The somatosensory system is a network of nerves that detects mechanical, thermal, and chemical stimuli. The trigeminal sensory ganglion detects stimuli to the head and sends this information to the spinal cord. In humans, this sensory circuit is activated in simple ailments such as headaches and toothaches, and also contributes to more serious conditions such as migraines and chronic pain. Neurons in this system are functionally diverse and include specific subtypes that respond to various innocuous and noxious stimuli.
While the different types of neurons are already well known, the manner in which each develops is largely mysterious. An improved understanding how these neurons develop would contribute to the study of neurogenesis and specialization, but more importantly, is crucial to uncovering treatments for people suffering from disorders of the nervous system. Zebrafish are ideal for this research because their transparent embryos allows for easy observation of the developing neurons. In addition, the zebrafish is amenable to both high-throughput behavioral analysis and genetic manipulation.

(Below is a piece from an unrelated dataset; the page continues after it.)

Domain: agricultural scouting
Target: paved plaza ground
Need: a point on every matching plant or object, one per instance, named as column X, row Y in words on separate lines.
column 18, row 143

The purpose of my research is to determine the roles of specific genes in the development and function of trigeminal sensory neurons. These genes code for proteins that may regulate the shape of the neurons and the connectivity of the network. In previous work, my advisor, Dr. Woods, isolated genes that are expressed specifically in somatosensory neurons. Moreover, he has identified potential genes that varied between the types of somatosensory neurons.
I have been working to verify the presence of ten of these candidate genes in trigeminal sensory neurons to confirm that their expression varies between the stimulus-specific subtypes. After verification, I will identify two of the most promising candidates for further functional studies. The specific request of this funding proposal is to obtain materials necessary to knock out, or mutate, two candidate genes and thus to determine how these genes regulate the development and function of the trigeminal sensory system. By completing the verification stage of this research by the end of this summer and initiating the knockout studies, I will be poised to continue into the next stage of this project in the Fall, and with this opportunity I hope to obtain publishable results by the time I graduate.
This project will (1) introduce me to cutting-edge techniques and concepts in development, neurobiology, and behavior, (2) immerse me in the realities of academic research and its suitability as a possible career choice, (3) allow me to obtain sufficient results to present my research at regional and national conferences and (4) provide me the opportunity to potentially publish my work in peer-reviewed journals. I will work closely with my advisor Dr. Woods to fulfill all of these goals.